Deux dossiers qui se ressemblent en apparence peuvent recouvrir des réalités humaines, sociales, économiques totalement différentes. Appliquer mécaniquement une solution parce qu'elle a déjà été retenue dans un cas similaire, c'est trahir l'exigence même de la justice, qui est d'examiner chaque situation dans sa singularité. Il faut donc identifier et retirer toutes les jurisprudences qui, de fait, transforment l'exception en règle automatique et empêchent le juge d'exercer son appréciation propre.

Ce travail de nettoyage n'est pas un rejet de l'expérience accumulée par les tribunaux, mais un rappel à l'ordre : la jurisprudence doit rester un éclairage, jamais un carcan.


Une solution de transition : revenir provisoirement à d'anciens codes.


Face à l'ampleur du chantier que représente la réécriture complète de nos codes pour le XXIe siècle, il serait illusoire d'attendre que ce travail soit achevé avant d'agir. C'est pourquoi une solution de transition mérite d'être posée sur la table : permettre aux magistrats de choisir, provisoirement, de se référer à une version antérieure des codes, une année de référence plus sobre, plus courte, moins saturée de dispositions accumulées.
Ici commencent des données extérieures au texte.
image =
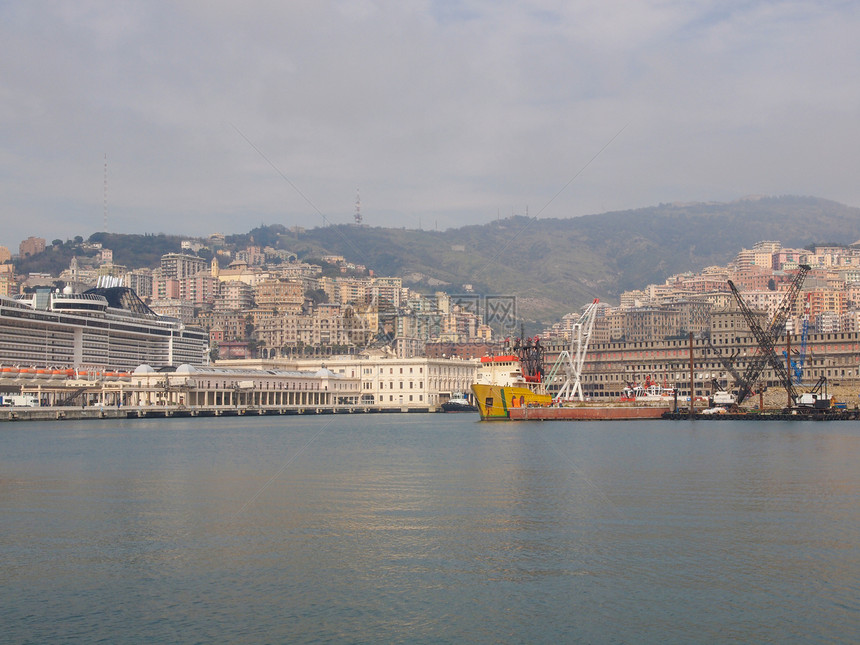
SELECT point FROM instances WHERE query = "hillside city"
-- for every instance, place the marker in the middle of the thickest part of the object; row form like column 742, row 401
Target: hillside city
column 265, row 303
Cette idée a le mérite de la pragmatique. Elle ne prétend pas que le droit d'hier était parfait, mais elle part du constat que des textes plus anciens, souvent plus concis, laissaient davantage de place à l'interprétation et au bon sens du juge.
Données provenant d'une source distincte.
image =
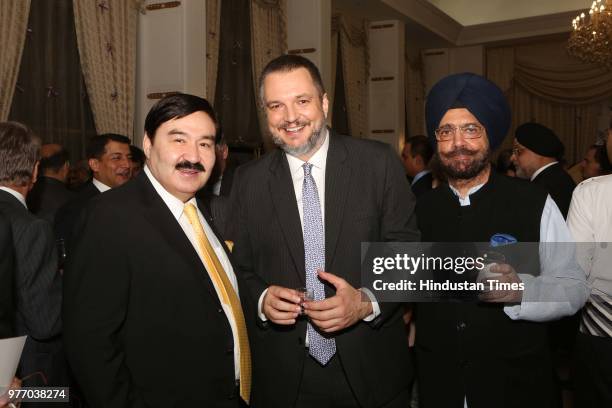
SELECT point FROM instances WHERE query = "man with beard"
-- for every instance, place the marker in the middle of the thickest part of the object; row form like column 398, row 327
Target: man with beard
column 303, row 211
column 536, row 154
column 488, row 353
column 590, row 220
column 152, row 316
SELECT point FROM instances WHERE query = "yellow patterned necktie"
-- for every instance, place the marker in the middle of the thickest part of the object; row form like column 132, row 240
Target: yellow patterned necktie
column 229, row 297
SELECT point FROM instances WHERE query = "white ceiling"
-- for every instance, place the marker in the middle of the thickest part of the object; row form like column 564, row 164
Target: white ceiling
column 472, row 12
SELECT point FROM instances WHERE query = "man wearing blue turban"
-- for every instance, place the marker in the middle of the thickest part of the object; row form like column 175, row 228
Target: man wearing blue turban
column 493, row 352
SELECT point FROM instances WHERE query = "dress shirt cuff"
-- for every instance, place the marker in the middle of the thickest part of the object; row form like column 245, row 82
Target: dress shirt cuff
column 375, row 306
column 260, row 313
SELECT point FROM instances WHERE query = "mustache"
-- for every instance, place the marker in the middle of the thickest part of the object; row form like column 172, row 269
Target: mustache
column 298, row 122
column 462, row 151
column 187, row 165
En laissant aux magistrats eux-mêmes le choix de la version de référence, on leur redonne une forme d'autonomie intellectuelle : ce ne serait plus un législateur lointain qui imposerait un carcan toujours plus dense, mais le juge, au contact du réel, qui déciderait quel cadre lui permet de rendre une décision juste. Ce serait un pont entre le passé et l'avenir, le temps que les codes du XXIe siècle voient réellement le jour.


Retrouver l'esprit des lois.
Enfin, et c'est peut-être le fil conducteur de toute cette réflexion, il s'agit de remettre au centre l'esprit des lois plutôt que leur lettre figée. Une loi n'est pas une formule mathématique à appliquer mécaniquement :

Elle porte une intention, une finalité, une idée de ce que doit être une société juste. Quand l'interprétation devient exclusivement littérale, ou pire, quand elle se réduit à suivre des précédents sans jamais interroger le sens profond du texte, la justice perd son âme.
Redonner de la place à l'esprit des lois, c'est autoriser le juge à se demander, au-delà des mots, ce que le législateur a voulu protéger, quel équilibre il a cherché à établir, quelle valeur il a voulu défendre.

C'est une interprétation ouverte, vivante, capable de s'adapter à des situations que les rédacteurs des textes n'avaient pas nécessairement anticipées.

C'est aussi, en creux, une marque de confiance envers les magistrats : on cesse de vouloir tout prévoir à leur place pour leur reconnaître la capacité de juger, au sens plein du terme.

une urgence à assumer


Ces quatre chantiers, déjargoniser les codes, écarter les jurisprudences qui nient la singularité de chaque affaire, offrir une solution de transition vers des textes plus anciens et plus lisibles, et remettre l'esprit des lois au cœur de l'interprétation, ne sont pas des réformes de confort.

Ce sont des conditions pour que la justice reste une justice, et non une simple mécanique administrative. Plus on attend, plus le fossé se creuse entre le droit et ceux qu'il est censé servir. Il y a urgence à agir, et cette urgence doit se traduire en actes, pas seulement en discours.